A hidden life, la nouvelle proposition du cinéaste Terrence Malick se focalise sur la vie de l’objecteur de conscience Franz Jägerstätter, un antimilitariste autrichien qui était le seul à s’opposer dans son village natal à Sankt-Radegund à l’Anschluss d’Hitler en 1938, bien que déjà père de trois filles. Décapité à l’âge de 36 ans par les Nazis à la prison de Brandenbourg, Jägerstätter était reconnu martyr en 2007 par Benoît XVI, et béatifié par l’Église Catholique. L’activisme poussé à son point d’acmé combiné à l’esthétique hégélienne et heideggérienne du cinéaste et philosophe issu de l’État américain où la peine de mort est la plus élevée, est un mélange qui pourrait être une réponse adéquate aux temps qui courent.

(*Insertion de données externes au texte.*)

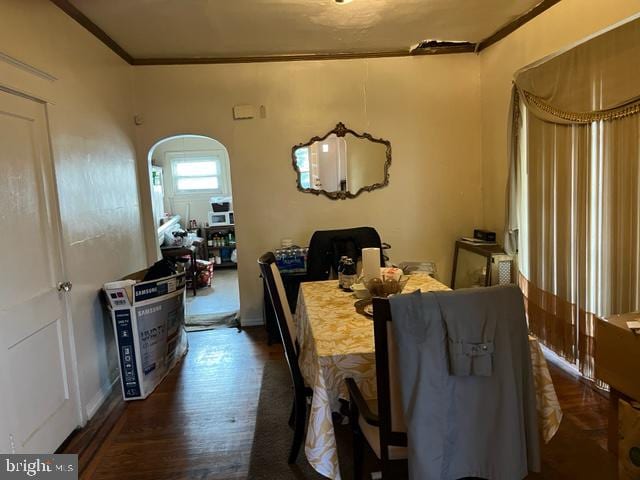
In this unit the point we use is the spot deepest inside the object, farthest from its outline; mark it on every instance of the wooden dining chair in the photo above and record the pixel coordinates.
(380, 422)
(286, 326)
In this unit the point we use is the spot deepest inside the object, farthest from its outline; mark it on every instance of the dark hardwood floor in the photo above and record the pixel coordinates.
(199, 422)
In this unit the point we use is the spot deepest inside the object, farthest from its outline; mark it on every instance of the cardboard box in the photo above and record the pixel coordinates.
(617, 359)
(148, 322)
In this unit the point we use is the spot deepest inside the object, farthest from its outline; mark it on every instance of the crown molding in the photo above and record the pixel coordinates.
(516, 24)
(68, 8)
(81, 18)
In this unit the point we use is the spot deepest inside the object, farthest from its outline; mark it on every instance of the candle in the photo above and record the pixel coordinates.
(370, 263)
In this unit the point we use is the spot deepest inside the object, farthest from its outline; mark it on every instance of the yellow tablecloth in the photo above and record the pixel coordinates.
(336, 343)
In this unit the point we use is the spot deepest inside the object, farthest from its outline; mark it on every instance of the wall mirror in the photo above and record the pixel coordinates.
(342, 164)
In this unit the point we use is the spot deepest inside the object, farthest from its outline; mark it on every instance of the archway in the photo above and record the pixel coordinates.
(190, 183)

Once upon a time…in Hollywood, le dixième opus de Quentin Tarantino semble être son antithèse. Adepte de la violence crue relayée sous forme d’un martini shaken, not stirred des deux genres fondateurs du septième art, à savoir le drame et la comédie, le réalisateur de Pulp fiction trouve en la star déclinante d’une série télévisée de western – et Cliff Booth, sa doublure de toujours –, un terrain fertile pour expérimenter une métaphore de l’industrie cinématographique, ainsi que du dialogue qu’elle entretient avec la société de son temps. Ancré en 1969 à Hollywood, le mouvement hippie est à son apogée et manifeste contre la guerre du Viêt Nam, toujours en cours. Au même moment, Dalton & Booth doivent se réinventer dans un Hollywood qu’ils ne reconnaissent plus. Le « Vieil Hollywood », synonyme d’un cinéma classique tourné majoritairement au sein des grands studios américains, et que Truffaut a combattu en France quatorze ans plus tôt sous la forme du cinéma de papa, le « Nouvel Hollywood », l’équivalent de la Nouvelle Vague aux États-Unis, pointe du nez. Porté par des cinéastes plutôt rebelles qui n’ont pas froid aux yeux, ils sortent avec leurs caméras dans la rue pour montrer la violence et la sexualité sans se laisser freiner par la censure politique du code Hays qui a dominé le cinéma américain jusqu’en 1966. Au même moment, les émeutes de Stonewall aboutissent à un mouvement de lutte pour la libération des personnes LGBT, et un fait divers, qu’on peut interpréter comme le synonyme d’une maladie d’époque, secoue la Mecque du cinéma occidental. Sharon Tate, épouse du cinéaste franco-polonais Roman Polanski et voisine de Rick Dalton, est sauvagement assassinée par les disciples du gourou Charles Manson.
Face à un monde magnétisé par une violence qui s’infiltre dans les individus de manière cyclique comme une maladie insidieuse, la tâche de ce jury sera avant tout de trouver l’œuvre qui brise ce cercle vicieux, pour réorienter la boussole vers une société et une politique humaine et responsable.